The Bang Bang Club is the true story of four young combat photographers bonded by friendship and their sense of purpose to tell the truth. They risk their lives and use their cameras to tell the world of the violence associated with the first free elections in post-Apartheid South Africa. Ryan Phillippe, Malin Akerman and Taylor Kitsch star in a film that explores the thrills, danger, and moral questions associated with exposing the truth. — (C) tribeca
Steven Silver takes his documentary background and gives us a film that is highly stylized and almost documentary in nature. Stark and shocking, Silver was able to recreate the events in the book with impeccable realism, often too graphic in nature, of the atrocities of the conflicts between parties in South Africa before the fall of the apartheid. This is where the strength of the film lies, the visual aesthetic that is meant to get us shocked and shaken as we watch almost first hand accounts of death, murder, famine and anguish that the photographers documented on a daily basis. It hits you right where it’s meant to hit with the emotional weight of those one the screen just trying to survive the conflict. The visuals are meant to offer us the moral quandary of a maze, one where we can’t escape the violence and anguish that is on full display. We aren’t meant to understand what is happening other than it is just the way things were there and we can’t understand the motives.

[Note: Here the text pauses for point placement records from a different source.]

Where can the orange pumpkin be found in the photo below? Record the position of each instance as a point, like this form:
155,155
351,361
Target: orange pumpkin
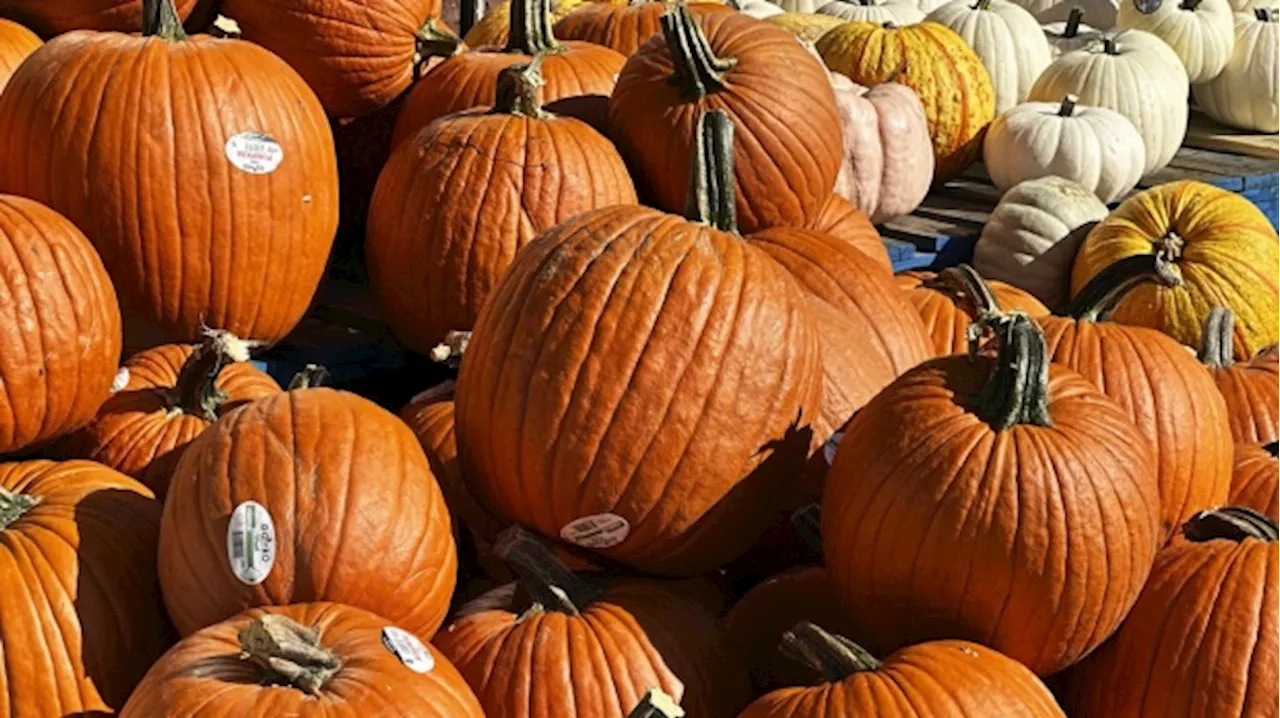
333,483
304,661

The Bang Bang Club is moving film, but is slightly undercut with a lot of unnecessary side plots and some Hollywood influences that detract from the effect of the film. The love story between Phillippe and Akerman is nice, but is played up a lot more than it should be. It kind of takes you out of the element you are just being inundated with violent images and compelling scenes. They aren’t bad, it’s just that the director wanted to explore stories when the focus should have been on the photographer and their work. The acting from Kitsch and Phillippe is very good, moving from scene to scene and capturing horrors on film starts to take their toll on them. It is compelling and noticeable in the change of mood and mentality, particularly from Kitsch as the atrocities of conflict start to eat away at his conscience and mind. The young ideals of the photographers wanting to do good is challenged when their photos seem exploitative.
I can’t recommend this film enough to people. The film has its shortcomings in terms of overuse of style and polish that eliminates the gritty feel of the conflict torn South Africa. Silver went a little overboard with the visuals, but there is still a lot of impact to be had from the documentary feel of the battles and deaths in the movie. Kitsch and Phillippe do an amazing job at recreating fear and terror as they shot the conflict through the lens, adding to the chaotic nature that swept the pre-apartheid country. This captures perfectly, the struggles that the photographers went through as they battled with the idea of being profiteers off the suffering of others. It might get you to think more about the nature of war time photographers, but the idea isn’t explored fully, so you are left to draw your own ideas and conclusions.